After lunch we ambled along the walking trails beside the Bow River all the way from one end of the town to the other. Every sight you get of the countryside around here is spectacular, but the sight of the famous Fairmont Banff Springs Hotel is iconic.
Canada was only about 20 years old when they pushed the railway from one side of the continent to the other to unite the country both symbolically and economically (and assist it's defence). However they almost bankrupted the country doing it, and had to come up with some scheme for raising money. Tourists! So the new fledgling Canadian Pacific Railway company built luxury hotels at various points along the railway, all very similar, and the most iconic and well known is the Fairmont Banff. There's a very similar one at each end of the line at Vancouver and Quebec, at Lake Louise, and probably many others that I'm not aware of.
The idea was to lure tourists to the snowfields, and to the newly opened up west coast, loosening their purse strings at every opportunity.
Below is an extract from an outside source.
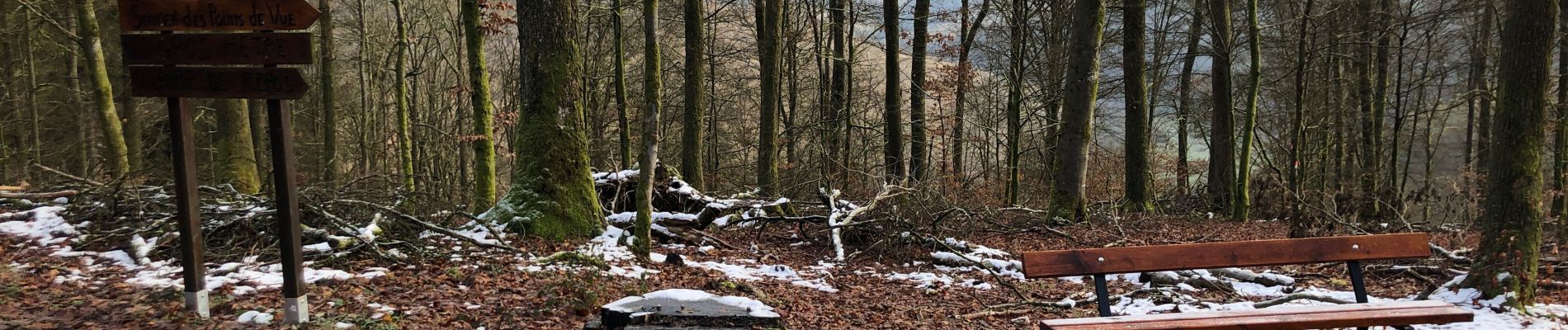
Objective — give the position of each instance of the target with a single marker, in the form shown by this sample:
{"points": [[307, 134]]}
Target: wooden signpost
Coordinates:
{"points": [[177, 66]]}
They even marketed travel packages from New York through Niagara Falls to Toronto, across Canada staying at Banff, on to Vancouver, then by luxury ship to Australia and New Zealand stopping at Hawaii.
It brought enough interested tourists to the area to bother putting in ski runs and rudimentary rope lifts, which eventually spawned the snow and skiing resorts of Banff and Lake Louise, and the rest is history.